John Kerry signs the Paris Agreement With granddaughter Isabelle on his lap in April 2016 (Pic: UN Photos/Amanda Voisard)

Secretary of State John Kerry signs the Paris Agreement while holding his granddaughter, April 22, 2016. UN Photos/Amanda Voisard.

The United States Withdraws

Trump was elected president in November 2016. During the presidential campaign, he had denounced the Paris Agreement. Although it lacked binding targets and enforcement mechanisms, he insisted it was “bad for US business” and promised to “cancel” U.S. participation. Once in office, Trump’s senior national security and economic advisers urged him to continue U.S. participation. Canadian and European leaders did likewise at the Group of Seven (G7) Summit in Italy in late May 2017.

The appeals from advisors and allied leaders did not move Trump. Shortly after returning from the G7 Summit, he strode into the Rose Garden to announce, “We’re getting out.” The reason he gave was the same he had given on the campaign trail: “The Paris Agreement handicaps the United States economy.” Because Obama had treated the Paris Agreement as an executive agreement, Trump had unquestioned constitutional authority to order the withdrawal.

President Donald Trump Announces the U.S. Withdrawal From the Paris Agreement, June 1, 2017

Withdrawing, Rejoining, and Withdrawing Again

The terms of the Paris Agreement barred all signatories from leaving the agreement for the first three years it was in effect. The agreement also required a one-year waiting period before any withdrawal could go into effect. The Trump administration submitted its formal withdrawal notice on November 4, 2019, the first day such notice could be given. Although the United States was bound to the terms of the accord during this time, the Trump administration terminated most of the domestic initiatives the Obama administration had initiated to meet U.S. NDCs and Trump officials did not participate in the procedures the Paris Agreement established.

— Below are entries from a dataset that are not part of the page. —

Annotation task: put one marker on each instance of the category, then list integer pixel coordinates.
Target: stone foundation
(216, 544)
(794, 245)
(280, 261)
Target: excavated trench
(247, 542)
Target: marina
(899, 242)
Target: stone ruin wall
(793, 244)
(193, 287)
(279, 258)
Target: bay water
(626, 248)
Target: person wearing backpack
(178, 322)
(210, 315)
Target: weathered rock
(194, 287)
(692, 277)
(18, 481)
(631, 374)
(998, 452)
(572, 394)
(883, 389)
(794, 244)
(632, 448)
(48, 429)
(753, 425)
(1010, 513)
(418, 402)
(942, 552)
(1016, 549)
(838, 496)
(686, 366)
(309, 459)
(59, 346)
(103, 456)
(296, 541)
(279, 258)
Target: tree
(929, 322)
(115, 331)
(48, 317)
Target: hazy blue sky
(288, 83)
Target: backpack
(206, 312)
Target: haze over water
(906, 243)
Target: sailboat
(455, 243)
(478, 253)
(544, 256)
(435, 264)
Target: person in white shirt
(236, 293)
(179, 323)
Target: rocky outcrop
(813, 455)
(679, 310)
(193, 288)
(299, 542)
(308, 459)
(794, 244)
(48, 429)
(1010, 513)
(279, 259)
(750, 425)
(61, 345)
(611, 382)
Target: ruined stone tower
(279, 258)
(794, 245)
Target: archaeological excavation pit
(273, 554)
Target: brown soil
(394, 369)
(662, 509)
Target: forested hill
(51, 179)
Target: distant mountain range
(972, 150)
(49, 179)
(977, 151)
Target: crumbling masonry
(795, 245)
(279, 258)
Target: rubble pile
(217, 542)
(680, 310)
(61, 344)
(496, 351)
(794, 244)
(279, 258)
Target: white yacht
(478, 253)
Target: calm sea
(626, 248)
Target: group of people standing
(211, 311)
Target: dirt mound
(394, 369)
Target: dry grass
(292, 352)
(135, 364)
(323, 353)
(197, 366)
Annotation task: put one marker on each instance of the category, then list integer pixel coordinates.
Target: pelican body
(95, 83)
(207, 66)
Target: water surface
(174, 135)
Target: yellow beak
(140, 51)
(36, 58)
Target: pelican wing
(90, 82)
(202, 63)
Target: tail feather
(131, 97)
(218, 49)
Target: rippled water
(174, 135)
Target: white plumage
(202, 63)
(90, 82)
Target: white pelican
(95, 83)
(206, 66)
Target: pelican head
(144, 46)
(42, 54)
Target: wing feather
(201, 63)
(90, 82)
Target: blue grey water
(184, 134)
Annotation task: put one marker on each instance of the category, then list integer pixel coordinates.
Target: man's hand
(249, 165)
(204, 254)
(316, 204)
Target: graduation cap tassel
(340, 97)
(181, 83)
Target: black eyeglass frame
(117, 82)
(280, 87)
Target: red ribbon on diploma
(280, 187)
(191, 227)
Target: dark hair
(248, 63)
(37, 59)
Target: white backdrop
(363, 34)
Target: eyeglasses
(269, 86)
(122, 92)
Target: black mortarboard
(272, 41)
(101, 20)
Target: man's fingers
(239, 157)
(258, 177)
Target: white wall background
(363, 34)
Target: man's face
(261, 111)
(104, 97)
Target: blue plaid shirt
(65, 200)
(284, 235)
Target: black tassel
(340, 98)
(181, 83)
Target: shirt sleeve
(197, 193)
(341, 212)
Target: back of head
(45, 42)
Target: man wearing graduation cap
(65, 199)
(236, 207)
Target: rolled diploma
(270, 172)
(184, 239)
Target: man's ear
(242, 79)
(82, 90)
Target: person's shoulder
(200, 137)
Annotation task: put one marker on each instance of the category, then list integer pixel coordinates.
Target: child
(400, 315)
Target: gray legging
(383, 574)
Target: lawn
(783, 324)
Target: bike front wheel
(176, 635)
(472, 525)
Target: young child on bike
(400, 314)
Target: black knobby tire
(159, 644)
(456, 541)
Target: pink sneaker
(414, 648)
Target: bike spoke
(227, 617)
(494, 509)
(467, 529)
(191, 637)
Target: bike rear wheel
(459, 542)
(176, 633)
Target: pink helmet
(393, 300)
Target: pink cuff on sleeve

The United States formally left the Paris Agreement on November 4, 2020, the day after the 2020 presidential election. After being inaugurated in January 2021, President Joe Biden directed the United States to rejoin the Paris Agreement. Trump rescinded U.S. participation a second time after he returned to the White House in 2025.

trump signs

President Donald Trump signs executive orders in the Oval Office. Courtesy of The White House, Media Gallery

The Legacy of the U.S. Withdrawal from the Paris Agreement

The decision to withdraw from the Paris Agreement left the United States isolated on global climate diplomacy. No other country followed Trump’s lead. Indeed, many countries followed through on their commitment to curb emissions. The UN Environment Programme concluded in 2023 that the rate of the increase in global emissions had slowed substantially after the Paris Agreement went into effect. The ultimate success of the Paris Agreement in reducing emissions and achieving its core objective of limiting the increase in the average global temperature by 2100 to below 3.6°F (2°C) will depend on more than just whether the United States participates. But the U.S. departure made it easier for other countries to relax their own efforts to curb emissions. The withdrawal also fueled doubts about reliability of the United States as a partner in addressing global challenges. Meanwhile, global average temperatures continued to rise, and the number of extreme weather events multiplied; 2024 was the hottest year on record.